Les coulisses du procès Sarkozy-Kadhafi au Tribunal Correctionnel de Paris
Entre janvier et avril 2025, la capitale a été le théâtre d’un procès d’une envergure exceptionnelle, où le tribunal s’est penché sur des accusations lourdes portant sur des faites d’association de malfaiteurs en lien avec un financement libyen de la campagne présidentielle de 2007. Le parquet a exposé une « affaire de corruption de haute intensité », soulignant la nature secrète des rencontres entre l’entourage de Nicolas Sarkozy et le régime de Kadhafi.
Les investigations ont mis au jour le rôle trouble d’intermédiaires sulfureux ainsi que des circuits financiers opaques. Les révélations passaient aussi par des complicités avérées, notamment au sein de proches collaborateurs de l’ancien président, ce qui a profondément ébranlé la scène politique française de l’époque. Articles de fond et enquêtes documentées signées par Mediapart et Le Canard Enchaîné ont largement enrichi le dossier, apportant une lumière nouvelle à cette page sombre de l’histoire politique.

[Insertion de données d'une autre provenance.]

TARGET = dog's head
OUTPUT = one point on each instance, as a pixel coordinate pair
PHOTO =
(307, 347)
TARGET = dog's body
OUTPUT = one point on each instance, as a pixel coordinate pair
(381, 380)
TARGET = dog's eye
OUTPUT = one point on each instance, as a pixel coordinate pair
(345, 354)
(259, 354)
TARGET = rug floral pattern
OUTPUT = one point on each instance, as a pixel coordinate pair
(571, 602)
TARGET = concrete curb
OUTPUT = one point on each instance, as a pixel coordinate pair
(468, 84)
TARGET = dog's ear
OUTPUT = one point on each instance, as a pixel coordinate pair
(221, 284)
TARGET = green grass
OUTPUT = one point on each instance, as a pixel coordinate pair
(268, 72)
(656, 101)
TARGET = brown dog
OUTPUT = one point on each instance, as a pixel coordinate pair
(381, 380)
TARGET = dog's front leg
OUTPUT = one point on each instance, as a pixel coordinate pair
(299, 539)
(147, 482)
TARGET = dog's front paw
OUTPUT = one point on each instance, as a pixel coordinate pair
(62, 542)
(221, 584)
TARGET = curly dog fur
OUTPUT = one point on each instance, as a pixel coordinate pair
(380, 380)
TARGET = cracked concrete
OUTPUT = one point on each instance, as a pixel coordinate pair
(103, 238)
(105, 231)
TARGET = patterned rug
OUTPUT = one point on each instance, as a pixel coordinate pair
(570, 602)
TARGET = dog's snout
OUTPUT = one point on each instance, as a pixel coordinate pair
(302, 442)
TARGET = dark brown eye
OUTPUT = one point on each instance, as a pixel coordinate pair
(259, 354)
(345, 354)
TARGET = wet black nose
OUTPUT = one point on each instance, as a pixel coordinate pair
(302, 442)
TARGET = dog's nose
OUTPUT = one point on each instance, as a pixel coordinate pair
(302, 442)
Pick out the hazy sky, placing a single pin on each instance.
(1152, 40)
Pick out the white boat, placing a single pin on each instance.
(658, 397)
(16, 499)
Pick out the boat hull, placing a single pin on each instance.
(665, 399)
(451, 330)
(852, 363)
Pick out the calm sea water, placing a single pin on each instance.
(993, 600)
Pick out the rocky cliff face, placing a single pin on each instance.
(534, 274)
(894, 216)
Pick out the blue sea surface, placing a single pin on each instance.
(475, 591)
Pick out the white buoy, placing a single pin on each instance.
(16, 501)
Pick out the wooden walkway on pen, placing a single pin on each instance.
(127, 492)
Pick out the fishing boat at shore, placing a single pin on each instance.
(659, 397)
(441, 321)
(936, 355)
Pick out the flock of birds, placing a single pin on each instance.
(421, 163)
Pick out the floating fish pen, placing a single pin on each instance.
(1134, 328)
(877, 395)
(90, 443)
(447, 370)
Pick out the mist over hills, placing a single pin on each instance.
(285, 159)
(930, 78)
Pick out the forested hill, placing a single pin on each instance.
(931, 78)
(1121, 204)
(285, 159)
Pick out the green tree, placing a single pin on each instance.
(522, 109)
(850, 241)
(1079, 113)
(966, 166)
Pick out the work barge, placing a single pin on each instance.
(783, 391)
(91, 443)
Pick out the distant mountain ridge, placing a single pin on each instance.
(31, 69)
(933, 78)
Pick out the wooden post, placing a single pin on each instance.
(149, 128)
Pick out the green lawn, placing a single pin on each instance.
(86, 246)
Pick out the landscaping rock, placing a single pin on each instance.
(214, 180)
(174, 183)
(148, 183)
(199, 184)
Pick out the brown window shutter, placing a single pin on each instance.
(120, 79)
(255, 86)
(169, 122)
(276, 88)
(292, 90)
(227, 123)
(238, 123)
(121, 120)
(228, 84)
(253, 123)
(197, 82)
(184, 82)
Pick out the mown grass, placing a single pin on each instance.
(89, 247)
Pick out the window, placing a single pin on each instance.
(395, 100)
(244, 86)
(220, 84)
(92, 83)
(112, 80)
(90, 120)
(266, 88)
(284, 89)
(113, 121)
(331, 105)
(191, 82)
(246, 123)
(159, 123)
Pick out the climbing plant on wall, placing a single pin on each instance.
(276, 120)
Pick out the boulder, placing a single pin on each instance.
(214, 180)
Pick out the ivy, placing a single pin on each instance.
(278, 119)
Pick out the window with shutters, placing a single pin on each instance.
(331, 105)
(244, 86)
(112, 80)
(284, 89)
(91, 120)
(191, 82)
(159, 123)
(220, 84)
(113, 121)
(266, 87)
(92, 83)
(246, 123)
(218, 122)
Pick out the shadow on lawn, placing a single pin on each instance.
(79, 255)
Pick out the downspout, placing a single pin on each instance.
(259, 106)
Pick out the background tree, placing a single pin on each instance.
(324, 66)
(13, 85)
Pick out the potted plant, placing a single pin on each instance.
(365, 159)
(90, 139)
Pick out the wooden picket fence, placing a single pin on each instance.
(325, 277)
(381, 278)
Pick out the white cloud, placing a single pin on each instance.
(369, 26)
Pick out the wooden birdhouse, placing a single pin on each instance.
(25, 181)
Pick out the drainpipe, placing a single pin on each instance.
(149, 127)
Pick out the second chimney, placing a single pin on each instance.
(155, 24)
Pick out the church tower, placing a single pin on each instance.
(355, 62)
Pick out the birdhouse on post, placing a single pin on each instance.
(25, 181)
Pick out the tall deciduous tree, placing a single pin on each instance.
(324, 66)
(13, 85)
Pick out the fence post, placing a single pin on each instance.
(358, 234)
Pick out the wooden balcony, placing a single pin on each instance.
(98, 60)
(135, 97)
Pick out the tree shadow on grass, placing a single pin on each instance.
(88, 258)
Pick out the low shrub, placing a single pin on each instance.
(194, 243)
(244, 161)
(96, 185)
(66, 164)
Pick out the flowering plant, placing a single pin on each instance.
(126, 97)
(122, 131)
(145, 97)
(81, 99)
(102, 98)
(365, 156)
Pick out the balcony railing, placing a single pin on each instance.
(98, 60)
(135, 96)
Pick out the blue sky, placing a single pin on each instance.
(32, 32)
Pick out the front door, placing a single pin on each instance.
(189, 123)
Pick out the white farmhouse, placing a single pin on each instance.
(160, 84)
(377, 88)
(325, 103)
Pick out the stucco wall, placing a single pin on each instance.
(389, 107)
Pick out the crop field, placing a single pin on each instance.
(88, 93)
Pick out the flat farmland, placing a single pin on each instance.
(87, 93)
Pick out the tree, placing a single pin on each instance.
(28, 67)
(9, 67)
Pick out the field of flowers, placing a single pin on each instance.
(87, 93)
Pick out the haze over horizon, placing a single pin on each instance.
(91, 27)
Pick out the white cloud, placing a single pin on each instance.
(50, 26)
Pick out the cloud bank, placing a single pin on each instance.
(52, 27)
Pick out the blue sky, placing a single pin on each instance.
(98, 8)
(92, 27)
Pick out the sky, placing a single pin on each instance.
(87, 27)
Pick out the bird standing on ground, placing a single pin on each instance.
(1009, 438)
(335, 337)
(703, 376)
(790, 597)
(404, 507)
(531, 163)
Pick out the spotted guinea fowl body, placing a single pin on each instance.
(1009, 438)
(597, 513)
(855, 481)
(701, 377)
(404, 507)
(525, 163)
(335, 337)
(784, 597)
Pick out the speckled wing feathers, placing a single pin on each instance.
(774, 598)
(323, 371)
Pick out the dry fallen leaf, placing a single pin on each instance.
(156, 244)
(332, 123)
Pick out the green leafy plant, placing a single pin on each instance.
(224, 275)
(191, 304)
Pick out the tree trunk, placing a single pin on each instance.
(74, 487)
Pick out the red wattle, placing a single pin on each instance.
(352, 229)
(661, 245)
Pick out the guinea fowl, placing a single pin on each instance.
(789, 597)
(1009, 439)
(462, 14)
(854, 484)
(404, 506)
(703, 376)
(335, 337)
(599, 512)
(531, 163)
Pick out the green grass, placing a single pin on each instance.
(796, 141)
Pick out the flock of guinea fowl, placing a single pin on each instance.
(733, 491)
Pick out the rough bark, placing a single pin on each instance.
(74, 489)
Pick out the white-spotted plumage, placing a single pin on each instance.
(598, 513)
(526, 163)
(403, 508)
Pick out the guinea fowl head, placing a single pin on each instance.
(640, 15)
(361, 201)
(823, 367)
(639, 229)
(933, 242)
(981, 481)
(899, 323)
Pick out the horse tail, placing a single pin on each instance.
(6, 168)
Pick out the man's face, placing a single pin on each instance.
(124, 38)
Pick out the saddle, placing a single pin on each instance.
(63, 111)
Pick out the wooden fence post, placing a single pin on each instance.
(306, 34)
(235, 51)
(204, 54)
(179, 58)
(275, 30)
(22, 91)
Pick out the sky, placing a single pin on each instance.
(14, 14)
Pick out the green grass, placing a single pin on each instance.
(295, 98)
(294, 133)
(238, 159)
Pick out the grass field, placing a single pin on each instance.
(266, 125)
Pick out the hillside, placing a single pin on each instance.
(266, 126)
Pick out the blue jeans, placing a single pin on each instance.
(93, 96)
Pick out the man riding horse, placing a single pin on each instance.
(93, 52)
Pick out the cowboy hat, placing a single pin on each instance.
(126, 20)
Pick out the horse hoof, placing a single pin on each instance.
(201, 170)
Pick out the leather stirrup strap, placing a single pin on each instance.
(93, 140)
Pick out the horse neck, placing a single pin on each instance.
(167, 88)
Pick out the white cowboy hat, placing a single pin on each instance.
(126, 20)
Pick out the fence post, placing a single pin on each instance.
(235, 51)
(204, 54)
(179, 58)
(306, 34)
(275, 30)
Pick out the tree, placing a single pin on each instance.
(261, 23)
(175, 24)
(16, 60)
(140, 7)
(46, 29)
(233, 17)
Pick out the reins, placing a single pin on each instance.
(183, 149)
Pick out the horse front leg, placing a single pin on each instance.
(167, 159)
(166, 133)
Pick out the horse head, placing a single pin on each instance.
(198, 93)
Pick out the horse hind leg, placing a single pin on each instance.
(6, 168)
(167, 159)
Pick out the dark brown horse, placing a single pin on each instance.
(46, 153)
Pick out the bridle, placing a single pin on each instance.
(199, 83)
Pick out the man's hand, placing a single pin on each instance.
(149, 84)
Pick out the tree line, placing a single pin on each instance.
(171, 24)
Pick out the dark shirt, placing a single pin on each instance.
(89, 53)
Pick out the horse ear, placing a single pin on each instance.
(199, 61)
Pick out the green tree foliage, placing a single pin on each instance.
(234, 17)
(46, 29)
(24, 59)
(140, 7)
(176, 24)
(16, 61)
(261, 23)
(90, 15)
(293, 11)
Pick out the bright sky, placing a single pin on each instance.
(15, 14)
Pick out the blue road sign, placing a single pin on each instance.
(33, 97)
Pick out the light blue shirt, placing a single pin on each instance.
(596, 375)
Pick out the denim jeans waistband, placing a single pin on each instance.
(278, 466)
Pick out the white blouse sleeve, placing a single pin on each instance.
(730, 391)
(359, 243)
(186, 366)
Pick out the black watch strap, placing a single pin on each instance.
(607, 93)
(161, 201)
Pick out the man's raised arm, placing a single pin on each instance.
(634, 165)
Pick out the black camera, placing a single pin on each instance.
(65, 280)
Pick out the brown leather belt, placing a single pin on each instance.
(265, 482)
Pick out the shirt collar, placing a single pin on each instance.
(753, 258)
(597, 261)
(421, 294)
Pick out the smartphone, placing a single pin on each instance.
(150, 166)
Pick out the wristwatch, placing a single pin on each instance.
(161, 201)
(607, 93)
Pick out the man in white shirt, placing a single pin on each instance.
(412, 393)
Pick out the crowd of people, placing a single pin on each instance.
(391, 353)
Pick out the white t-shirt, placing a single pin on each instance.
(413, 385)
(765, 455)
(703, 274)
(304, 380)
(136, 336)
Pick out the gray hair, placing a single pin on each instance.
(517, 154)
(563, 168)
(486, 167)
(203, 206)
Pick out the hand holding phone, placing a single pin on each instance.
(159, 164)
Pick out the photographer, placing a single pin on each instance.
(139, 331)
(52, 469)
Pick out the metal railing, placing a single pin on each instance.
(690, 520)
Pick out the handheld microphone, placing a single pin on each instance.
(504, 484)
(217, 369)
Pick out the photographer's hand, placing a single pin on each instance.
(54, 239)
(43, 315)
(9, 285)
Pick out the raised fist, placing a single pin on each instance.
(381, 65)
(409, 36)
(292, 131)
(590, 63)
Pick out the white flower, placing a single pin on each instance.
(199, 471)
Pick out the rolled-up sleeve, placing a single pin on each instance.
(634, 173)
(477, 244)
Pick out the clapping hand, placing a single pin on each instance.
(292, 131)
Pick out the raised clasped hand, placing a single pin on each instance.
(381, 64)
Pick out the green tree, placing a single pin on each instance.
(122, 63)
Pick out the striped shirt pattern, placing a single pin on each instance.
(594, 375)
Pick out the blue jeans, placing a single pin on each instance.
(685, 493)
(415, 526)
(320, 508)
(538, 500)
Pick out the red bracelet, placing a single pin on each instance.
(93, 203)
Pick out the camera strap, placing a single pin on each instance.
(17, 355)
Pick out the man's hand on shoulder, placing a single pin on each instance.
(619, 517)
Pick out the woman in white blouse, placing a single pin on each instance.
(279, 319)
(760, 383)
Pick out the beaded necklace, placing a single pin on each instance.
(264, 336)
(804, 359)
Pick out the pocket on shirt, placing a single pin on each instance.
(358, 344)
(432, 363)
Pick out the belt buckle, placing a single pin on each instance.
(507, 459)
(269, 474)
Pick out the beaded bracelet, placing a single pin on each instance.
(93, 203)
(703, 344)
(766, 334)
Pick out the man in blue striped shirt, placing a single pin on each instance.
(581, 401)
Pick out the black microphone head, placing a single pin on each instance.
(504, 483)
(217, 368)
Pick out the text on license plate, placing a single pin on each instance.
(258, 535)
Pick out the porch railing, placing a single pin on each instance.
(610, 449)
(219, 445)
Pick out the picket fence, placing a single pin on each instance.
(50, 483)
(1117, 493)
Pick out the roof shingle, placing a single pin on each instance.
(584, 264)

Les protagonistes clés et leurs sanctions
Outre Nicolas Sarkozy, plusieurs figures politiques et économiques ont été condamnées. L’ancien secrétaire général de l’Élysée, Claude Guéant, ainsi que d’autres membres de l’UMP, ont vu leur implication reconnue par la justice. Le groupe Bolloré a également été mentionné, illustrant l’envergure des réseaux financiers impliqués dans cette affaire.
La condamnation de Sarkozy à cinq ans de prison ferme, accompagnée de son inéligibilité, marque une première dans l’histoire contemporaine de la Ve République. Cette lourde peine souligne la volonté des institutions judiciaires de frapper fort contre la corruption politique, même au plus haut niveau de l’État.
Les conséquences médiatiques et politiques suite au verdict
Le jugement a déclenché une onde de choc dans tous les médias français et internationaux. France 24, Libération et d’autres organes de presse ont suivi de près les réactions politiques et populaires. Au sein de l’UMP, le verdict a ravivé les débats internes sur les pratiques passées, exacerbant les tensions entre factions.
Pour les citoyens, cette condamnation symbolise une étape majeure dans la lutte contre la corruption à l’Élysée, tout en remettant en question la confiance envers certains responsables politiques. Les longues investigations, amplifiées par des enquêtes pétillantes de Mediapart, apportent une crédibilité nouvelle à l’éthique publique exigée par la société.
Le rôle des médias dans la révélation de l’affaire
Les premières révélations de cette affaire extravagante doivent beaucoup à des journalistes comme Fabrice Arfi et Karl Laske, qui ont couvert avec rigueur les auditions et probe la profondeur du scandale. Leurs reportages pour Mediapart ont été essentiels pour éclairer l’opinion publique sur les mécanismes obscurs du financement.
Des publications telles que le livre Sarkozy-Kadhafi, l’histoire secrète ou encore des documentaires diffusés en 2025 ont contribué à maintenir la pression médiatique, évitant que l’affaire ne s’efface des radars. Mediapart, Le Canard Enchaîné et d’autres médias d’investigation incarnent désormais cette vigilance accrue portée sur les responsabilités politiques.